If you are ever unsure about the legitimacy of a specific email please forward the email to spam@HarrisburgU.edu. Users are also able to forward suspicious messages to Microsoft’s Office 365 (O365)’s mail monitoring team directly via the firstname.lastname@example.org, email@example.com.
If you are using Outlook, emails can be reported using the Report Message add-in. This add-in provides a simple method for users to report suspicious emails such as spam, phishes, and other malicious content. To do so, highlight the message in question and click on the Report Message button in the Outlook ribbon. This will send a copy of the email to O365. With it, O365 will be able to improve their machine learning, as well as automatically send a copy to the HU OIS Team for their own evaluation.
The Report Message add-in works with Outlook 2016 to allow you to report suspicious messages to Microsoft as well as manage how your O365 email account treats these messages. Messages that your O365 email account marks as junk are automatically moved to your Junk Email folder. However, spammers and phishing attempts are continually evolving. If you receive a junk email in your inbox, you can use the Report Message add-in to send the message to O365 to help improve filters. If you find an email in your Junk Email folder that's not spam, you can use the Report Message add-in to mark it as a legitimate email, move the message to your Inbox, and report the false positive.

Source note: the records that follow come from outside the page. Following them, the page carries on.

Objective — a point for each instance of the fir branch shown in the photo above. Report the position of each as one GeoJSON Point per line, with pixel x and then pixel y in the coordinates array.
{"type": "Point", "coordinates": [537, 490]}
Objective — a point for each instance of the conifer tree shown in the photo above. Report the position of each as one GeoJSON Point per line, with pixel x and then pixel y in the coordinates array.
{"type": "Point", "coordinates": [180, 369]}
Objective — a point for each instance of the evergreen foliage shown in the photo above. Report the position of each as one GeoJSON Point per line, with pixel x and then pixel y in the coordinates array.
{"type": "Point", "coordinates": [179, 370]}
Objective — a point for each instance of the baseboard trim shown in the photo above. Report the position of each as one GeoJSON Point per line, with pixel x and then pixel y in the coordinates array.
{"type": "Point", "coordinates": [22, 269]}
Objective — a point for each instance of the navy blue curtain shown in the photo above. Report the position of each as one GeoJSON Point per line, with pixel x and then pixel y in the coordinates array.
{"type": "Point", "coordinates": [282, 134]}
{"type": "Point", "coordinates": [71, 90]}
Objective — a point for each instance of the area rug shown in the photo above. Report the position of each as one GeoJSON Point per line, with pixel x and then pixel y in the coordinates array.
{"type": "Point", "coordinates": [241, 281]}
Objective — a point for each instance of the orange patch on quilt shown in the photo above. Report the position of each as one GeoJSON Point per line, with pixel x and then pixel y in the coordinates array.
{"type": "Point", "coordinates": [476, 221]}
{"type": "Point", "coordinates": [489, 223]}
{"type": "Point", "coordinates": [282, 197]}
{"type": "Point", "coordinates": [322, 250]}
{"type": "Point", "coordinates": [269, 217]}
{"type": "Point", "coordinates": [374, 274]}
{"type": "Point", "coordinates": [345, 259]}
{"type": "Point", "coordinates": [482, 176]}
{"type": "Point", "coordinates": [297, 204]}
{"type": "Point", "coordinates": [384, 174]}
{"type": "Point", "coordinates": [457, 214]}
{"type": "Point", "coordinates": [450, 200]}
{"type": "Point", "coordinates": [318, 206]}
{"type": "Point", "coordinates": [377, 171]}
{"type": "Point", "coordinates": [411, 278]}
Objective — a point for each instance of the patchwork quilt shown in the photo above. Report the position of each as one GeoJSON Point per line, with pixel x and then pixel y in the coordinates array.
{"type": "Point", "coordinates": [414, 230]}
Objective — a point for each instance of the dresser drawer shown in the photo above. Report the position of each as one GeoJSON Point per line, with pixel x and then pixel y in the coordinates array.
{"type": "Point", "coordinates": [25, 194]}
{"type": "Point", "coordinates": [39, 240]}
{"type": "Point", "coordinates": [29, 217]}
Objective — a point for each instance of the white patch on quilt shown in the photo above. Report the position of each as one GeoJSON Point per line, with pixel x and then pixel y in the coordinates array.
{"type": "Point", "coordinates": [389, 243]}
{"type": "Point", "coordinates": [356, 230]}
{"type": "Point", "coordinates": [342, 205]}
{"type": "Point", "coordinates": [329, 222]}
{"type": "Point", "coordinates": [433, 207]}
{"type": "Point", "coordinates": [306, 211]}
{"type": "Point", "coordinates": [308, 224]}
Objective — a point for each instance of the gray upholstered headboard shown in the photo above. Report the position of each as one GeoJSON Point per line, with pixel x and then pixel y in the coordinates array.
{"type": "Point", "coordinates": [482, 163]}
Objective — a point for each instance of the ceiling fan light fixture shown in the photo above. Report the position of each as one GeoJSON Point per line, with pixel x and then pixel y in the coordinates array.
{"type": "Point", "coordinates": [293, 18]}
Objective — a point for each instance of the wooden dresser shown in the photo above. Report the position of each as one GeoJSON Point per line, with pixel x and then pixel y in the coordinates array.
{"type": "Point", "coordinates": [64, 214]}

Image showing Report Message Add-In:
Spam is commonly defined as the sending of unsolicited bulk e-mail of either commercial or non-commercial intent. Spam includes, but is not limited to: advertisements, pyramid schemes, chain letters, propaganda, unwanted questionable subject matter, and/or email that contains a false or misleading header, subject line, identification of the sender, return address, routing or transmission path or other indication of origin, or that uses a third party domain name without permission. In addition, spam includes email that aims to market goods or services sent without the consent/solicitation of the recipient, or without a preexisting relationship between the sender and recipient. Presently, there is no universal method of definitively identifying and preventing email spam. This is a global problem, not confined to Harrisburg University.